Five things that stood out at NBAA 2014

I’m certainly not one of those people who can say something like “well, I just attended my 32nd NBAA in a row last week” but I have been to many conventions since the mid-80’s and remember when both Dallas and New Orleans were still in the rotation, before the show outgrew all but Vegas and Orlando.

To me, NBAA’s always been a trade show that changes little from year to year, and you really need to take the long perspective to appreciate the true (and remarkable) changes in general aviation over the last few decades,

But even though there’s a lot of the “same old, same old” every year there’s always a few things that “pop” when you’re walking the aisles – here are my top five for 2014:

HondaJet’s display/booth

What a great small jet, years in the coming – but the Hondajet “booth” really grabbed me, calling to mind a new car showroom; what we really have here is a consumer company entering a B-to-B marketplace, and the implications of that for the competition will be fun to watch over the next few years.

Aerion’s supersonic plane

And what a great long range aircraft, also years in the coming; perhaps a realistic supersonic airplane is finally in reach. From looking at the specs, this SSBJ, unlike some other earlier design concepts, will be able to take off from fields like Teterboro, Van Nuys, and Le Bourget, not needing a 9,000’+ runway.

New “siblings” Beechcraft and Cessna under the Textron banner

Two of the greatest brands all-time in general aviation, coming together just earlier this year – and the way they were presented wasn’t great but perhaps “okay” given the relatively short time to prepare strategically and the long lead time required to design and execute an NBAA show display. An old friend I talked to a the convention told me the general consensus was that this is clearly a transition year for the new Textron Aviation, and that they’ll have all of the distinctive product positions worked out by next year. We’ll see.

Dallas Airmotive’s on-site engine build

At an industry show where the phrase “static” has a special meaning, it was quite interesting to see Dallas Airmotive do something that may never have been done before – have a truly interactive, real-time – and relevant to DAI’s business – demonstration of an engine (PT6) being built, giving the audience a chance to ask many questions of the talented mechanics. It was a perspective that pilots with the highest number of hours flown perhaps have never had.

(And the “talented mechanics” – the blue collar guys who typically never get a chance to sniff the rarefied air of an expense account trade show and stay at a fancy hotel – will now go back and talk to their shop floor mates about how good it felt to be “the guy” who everyone was paying attention to because he was the expert; great for morale.)

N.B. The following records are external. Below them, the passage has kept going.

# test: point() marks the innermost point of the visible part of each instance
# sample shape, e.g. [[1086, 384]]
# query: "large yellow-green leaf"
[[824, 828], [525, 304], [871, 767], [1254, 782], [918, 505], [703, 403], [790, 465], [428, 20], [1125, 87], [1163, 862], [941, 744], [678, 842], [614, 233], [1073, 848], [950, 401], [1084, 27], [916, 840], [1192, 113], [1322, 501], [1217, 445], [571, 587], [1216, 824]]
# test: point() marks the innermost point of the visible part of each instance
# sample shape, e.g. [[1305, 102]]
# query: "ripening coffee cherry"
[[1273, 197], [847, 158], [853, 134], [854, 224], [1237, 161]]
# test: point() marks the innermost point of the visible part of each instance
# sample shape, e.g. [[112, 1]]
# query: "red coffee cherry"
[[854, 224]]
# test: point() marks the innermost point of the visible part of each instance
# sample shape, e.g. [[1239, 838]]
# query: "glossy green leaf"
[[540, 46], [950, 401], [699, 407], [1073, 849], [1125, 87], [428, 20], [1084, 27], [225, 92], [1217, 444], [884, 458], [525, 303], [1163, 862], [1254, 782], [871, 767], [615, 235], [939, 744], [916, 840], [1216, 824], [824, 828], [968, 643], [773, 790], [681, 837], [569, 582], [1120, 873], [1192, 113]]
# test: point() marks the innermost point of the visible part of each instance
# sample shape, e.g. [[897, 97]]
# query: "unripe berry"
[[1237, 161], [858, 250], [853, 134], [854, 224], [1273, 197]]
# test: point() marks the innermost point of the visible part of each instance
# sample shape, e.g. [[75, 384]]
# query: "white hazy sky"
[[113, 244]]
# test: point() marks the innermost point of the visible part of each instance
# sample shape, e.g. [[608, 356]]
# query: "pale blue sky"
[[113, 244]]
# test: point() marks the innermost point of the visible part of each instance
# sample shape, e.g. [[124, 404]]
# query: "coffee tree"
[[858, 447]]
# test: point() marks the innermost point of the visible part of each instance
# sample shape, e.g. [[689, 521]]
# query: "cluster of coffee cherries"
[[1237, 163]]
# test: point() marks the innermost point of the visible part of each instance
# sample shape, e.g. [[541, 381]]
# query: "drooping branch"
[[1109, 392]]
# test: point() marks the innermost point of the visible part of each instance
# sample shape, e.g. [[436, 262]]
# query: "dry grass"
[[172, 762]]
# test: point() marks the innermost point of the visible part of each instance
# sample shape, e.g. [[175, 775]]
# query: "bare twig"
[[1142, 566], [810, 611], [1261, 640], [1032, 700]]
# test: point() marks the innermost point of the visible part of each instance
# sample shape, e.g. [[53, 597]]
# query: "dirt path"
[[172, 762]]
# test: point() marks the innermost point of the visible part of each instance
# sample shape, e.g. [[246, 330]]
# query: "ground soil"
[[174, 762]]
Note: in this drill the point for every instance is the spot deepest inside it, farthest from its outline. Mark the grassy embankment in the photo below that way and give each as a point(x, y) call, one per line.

Gulfstream, “The World Standard”

Gulfstream has (I believe) used the theme line “The World Standard” for many years now. If you use a line like that – a Leadership position – it had damn better be true, or you’ll be liable for derision.

Now one measure of strong, positive brand equity of a B-to-B brand is becoming familiar not only to its business target but also the broader consumer population. Just the week before NBAA I was reading a news article (in The Dallas Morning News, IIRC) in which there was mention of a “Gulfstream Challenger;” reading the context of the article, it was clear that the aircraft in question was in fact a Challenger, and that the speaker simple prefaced it with “Gulfstream” because all big, fancy corporate jets are just generically Gulfstream, right?

The World Standard, indeed. Big, fancy corporate jets = Gulfstream and vice versa. Yeah, that line works.


The scale model of the BBJ’s interior (bath tubs (2), media room, etc.) – overheard: “I wouldn’t need a house with this – would just live in it at the airport”

James Carville, the Ragin’ Cajun: “There must be what, maybe two Democrats besides me in here? I feel like a fire hydrant in a room full of dogs.”  And of course Carville’s wife, Mary Matalin, brought her perspective from the other side of the (political) aisle.